I would like to point out a couple more things. The plot shows that Maicer Izturis and Howie Kendrick had the most similar seasons. Their statistics were highly correlated in their unusualness with respect to the other players. Who knew?

So, as you might have guessed, there is a payoff to this post. A Scale of Unusualness doesn’t just identify the best or most productive offensive player; it works equally well on both ends of the scale. The most unusual offensive second baseman in the AL in 2009 wasn’t Zobrist; it was the unfortunate Nick Punto (with Chris Getz closing fast). Punto was much more unusually bad than Zobrist was unusually good. My guess is that when I include defensive metrics, Punto will more than redeem himself. You can’t play from 2001 – 2014 (and win a World Series) without being a big-time player. This one-year snapshot does not do him justice. Maybe I will post the defensive analysis next. Perhaps I will include offense and defense together in a more comprehensive study. Now that I think of it, I should take a break and give those Arctic Monkeys’ CDs another 300 listens.

 

19 Percent…huh?

19 Percent…huh?

I spent a lot of time putting together the lone figure in this post. My forthcoming baseball book will be filled with plots like the one that follows. I have known many people whose eyes glaze over when presented with figures or graphs (including professors who should know better). Pay a little attention to this one; you will be rewarded.
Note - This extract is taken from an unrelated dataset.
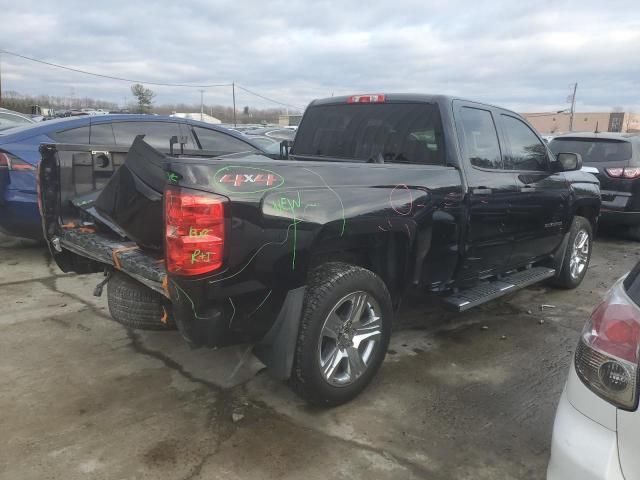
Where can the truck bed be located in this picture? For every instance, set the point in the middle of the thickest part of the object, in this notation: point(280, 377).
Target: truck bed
point(145, 266)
Between 2004 and 2008, there was a growing disparity in the payrolls of clubs in Major League Baseball. Lots was written about the unfairness of this. I agree with those who thought it outrageous that one team could spend 8 or 9 times what others could afford to pay their players. Consequently, every season began with plenty of fan bases lamenting the stone-cold truth that their teams had no chance to compete for a title or make the playoffs.

Growing up as a fan of the team then known as the Cleveland Indians, I knew that as soon as a young player started to excel, he was on his way out of town. It was a simple fact that other larger market clubs could easily outbid us for a young star’s services. Such was life in the big city.

Every year, big-money teams seemed to crush the less fortunate, and no one seemed to care. The fact that always got me going was that if a team (think Yankees), signed a player to a big contract and that guy floundered, all they did was treat the signing as a sunken cost and go about their business. Clubs like Cleveland, on the other hand, could be crippled by one bad signing. That is a statement of fact.

So, let’s see if we can gain some insight. One of the great things about a scientific mindset is that we can cut through the narratives and what people think is true, and get at the mathematical heart of the issue at hand. The following figure does just that.

I plotted payroll data from 2004 through 2008 against the winning percentage of all MLB teams. I colored the data points using a playoffs variable to simplify the plot. I think it makes it more interesting and easier to read.

Figure 1. 2004 – 2008 MLB Payroll versus Win Percentage Data.

The scatterplot is basically a blob (yes, the Yankees are in the upper right corner). That means a minimal relationship exists between a team’s payroll and that team’s record, at least for these 5 years. Note the equation in the lower right of the plot. That means a team’s payroll explains only 19 percent of all the MLB team’s record. In other words, there was very little explanatory value in predicting the number of games a team would win if you knew their payroll. The relationship between payroll and record is minimal.

Surprised? Well…if payroll is not a predictor of a team’s success, what is? If payroll accounts for about 19 percent of the outcome; what explains the other 81 percent? I will be looking into that in my book. Perhaps I will find that left-handed middle relievers are the key to success (I doubt it), or maybe if you are putting together a team, you need batters with high exit velocities, pitchers with exceptional strikeout rates, and outfielders who can run like the wind. I am going to try my best to find out.